The purpose of WGLC is to shake out final comments when things have otherwise stalled.  If it's not ready, we're not bothered by that. :-)

That said, we need to match concerns with something actionable.  That's what I'm hunting for.

> As for the comparison with authentication...
> 
> Authentication added new functionality which cost CPU time. The tradeoff there was clear - performance/scale vs security. But there was no concern that the addition of the authentication bytes in and of itself might introduce a problem.

Most of your commentary was focused around the impact on detection time, hence the response you got regarding other features that have similar impact.

So, if we've moved on from detection time impact of features to other issues, that's fine.

> 
> Large packets introduces MTU sized packets - which in and of itself is unlikely to cause a performance issue. But, having spent a fair number of hours debugging MTU related issues of various flavors, I do think it is likely to expose bugs in packet processing related to size. It shouldn't - in a perfect world - but what chips/software does with sub-MTU sized packets doesn't always translate to MTU size packets. And since the definition of what MTU is isn't consistent across vendors (let alone even within a single vendor's products) there are many ways to screw up configuration here. Throw in all the various flavors of encaps...I think we can expect deployment issues - and maybe bugs as well.

I think Albert is happy to see this text. :-)

The primary purpose of this feature is to shake loose issues related to MTU sized packets and try to remove such paths from service when we can't forward through them.  The path detection at speed is a general good fit for BFD.
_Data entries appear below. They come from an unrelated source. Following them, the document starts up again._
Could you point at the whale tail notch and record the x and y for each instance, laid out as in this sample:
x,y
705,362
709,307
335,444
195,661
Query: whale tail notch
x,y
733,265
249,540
What I'm concerned about is you're trying to point out "when there are issues, this doesn't help - and at best exacerbates them".  If so... well, this feature isn't intended to be a debugging layer for those sort of issues.  However, since BFD is riding on top of various transports to do this job, if the encapsulation can carry additional information that permits such debugging information, we're amenable to discussing what to do with it.